Once upon a time, the Big Game Hunter was a popular figure in literature and film. Usually, although by no means exclusively male, these humanoid creatures were the product of a bygone time when international travel for the purpose of leisure was the almost exclusive province of the obscenely wealthy. And there was little these creatures enjoyed more than trotting off to darkest Africa, as it was once insensitively labelled, and shooting the crap out of the local wildlife. The bigger and more magnificent the beast, the more these worthless toads wanted its head on the wall of their country estate. More than once I've seen this practice described as a sport, which I might just buy into were the animals fully aware of the hunters' intentions and some balance was provided by either giving the creatures rifles and teaching them to shoot or arming the hunters with only shields and knives.

It's a pastime that recently found its way into the news when an American dentist named James Walter Palmer shot and killed a lion named Cecil, who was a popular resident of the Hwange National Park in western Zimbabwe. It's a sad fact that the key reason this killing prompted international uproar is that this visually distinctive lion had been anthropomorphised by giving it a cute name so that tourists would come to think of it more as a pet than a beast. For me the most shocking thing about the whole affair was the realisation that rich white idiots are still to this day trotting off to Africa to kill wild animals for their own amusement.

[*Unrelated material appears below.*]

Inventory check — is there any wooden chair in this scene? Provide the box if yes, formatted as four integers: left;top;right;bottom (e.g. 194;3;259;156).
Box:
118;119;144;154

It's just such a party of big game buffoons that we meet at the start of The Naked Prey, a 1965 pulp adventure story from director and lead actor Cornel Wilde. The safari in question has been funded by an unnamed rich white berk played by South African actor Gert van den Bergh, but is managed by a similarly anonymous chap played by Cornel Wilde, who's referred to in the credits only as 'Man'. I'll get to that in a minute. They're here to hunt elephants, ostensibly for their ivory (which cuts no ice here, matey), but the Hunter is shooting anything with large ears and a trunk whether it's sporting tusks or not, something Man is not too impressed by. If you're an animal lover, you're also not likely to be jumping with joy at the footage of elephants being shot for real. In one case the animal is also stripped of its internal organs, although at least the local tribesmen actually make use of the meat rather than just pull out its teeth and leave the carcass to rot.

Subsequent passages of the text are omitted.